HOWARD DIX WROTE a letter to Berg on December 22 that sounds more like a note from father to son than spymaster to spy. “It is our hope that you will have an interesting time at your present location,” he said at one point. Referring to Berg’s $800 raise, he instructed, “You should now feel like a millionaire.” And then in closing came, “May you have lots of fun doing the work.” Mixing lighthearted sentiment with secret business was a specialty in the devotedly collegial OSS, but in fact, Berg did live it up for the rest of the war, and his nearly constant companion in play was Paul Scherrer.
There were several reasons for this friendship, and chief among them was Scherrer’s boundless enthusiasm for the United States. Scherrer had returned from his first visit there, in the late 1920s, brimming with praise for everything American, from the physics to the theater to the chewing gum. After that, he began encouraging former students to go to the U.S. “Everything from America is good” was Scherrer’s assistant Georg B
usch’s dry assessment of his boss. Scherrer’s daughter, Ines Jucker, agrees. “That Moe Berg was an American and was a way for [my father] to help America was what interested him about Berg,” she says. “He was interested in the progress of physics.”

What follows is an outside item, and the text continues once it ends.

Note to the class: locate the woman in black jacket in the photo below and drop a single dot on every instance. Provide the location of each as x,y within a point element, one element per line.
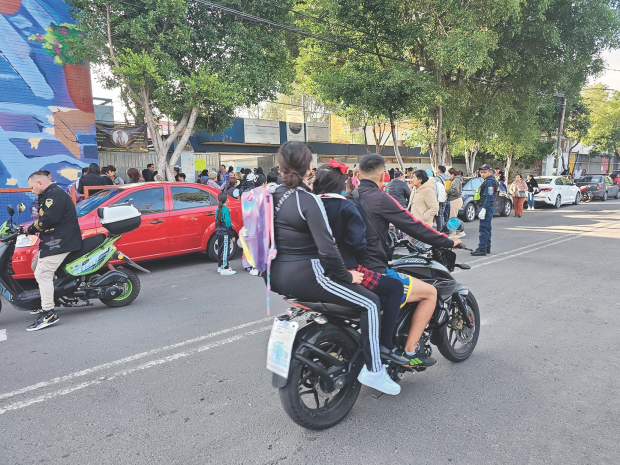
<point>309,265</point>
<point>532,186</point>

If affection for America prompted Scherrer to supply information to the U.S., it was Moe Berg who put him at ease while doing so. Scherrer had been assisting Allen Dulles and Frederick Reed Loufbourow before meeting Berg, but Scherrer was not always comfortable with them. He and Berg were more compatible. Scherrer was not Jewish, but he was more than tolerant of Jews. There were several German Jewish refugees working illegally in the ETH physics department, and Scherrer protected them from the Swiss police and from pro-Nazi colleagues. Personally, Berg and Scherrer shared the near-contradictory qualities of being both secretive and ebullient. “When my father and Berg were together, they were always alike, they were fun,” says Ines Jucker. “Both liked bicycling, swimming, and a good late dinner. Berg would always say, ‘We will have good food!’ ” And they were simpatico in at least one more respect. Both were fiends for newspapers, happily beginning their day with as many as could be supplied.
Berg took a room in a hotel not far from Scherrer’s house, and apparently came to know him during frequent meetings at three places in Zurich: Scherrer’s home, his office at the ETH, and the Kronenhalle, Scherrer’s favorite Zurich restaurant. Hulda Zunnsteg operated the Kronenhalle for sixty-four years, during which it became, in equal parts, literary café, art gallery, and purveyor of exquisite European cooking. Zunnsteg had a fondness—and an eye—for good painters, and they liked her, too. Among the regulars who ate the Kronenhalle’s rich chocolate mousse and supplied the no-less-renowned wall decorations were Marc Chagall, Joan Miró, Georges Braque, and Henri Matisse. In the bar are two Picasso paintings and a series of lamps designed by Giacometti. Between 1915 and 1919, a table was reserved for a visiting writer from Ireland, and every day James Joyce would come in, sit down, and scribble away at Ulysses. Between 1912 and 1916, Albert Einstein held colloquiums with his students in the billiard room upstairs. Berg’s pocket full of OSS-issue Swiss francs made it easy to repair there often.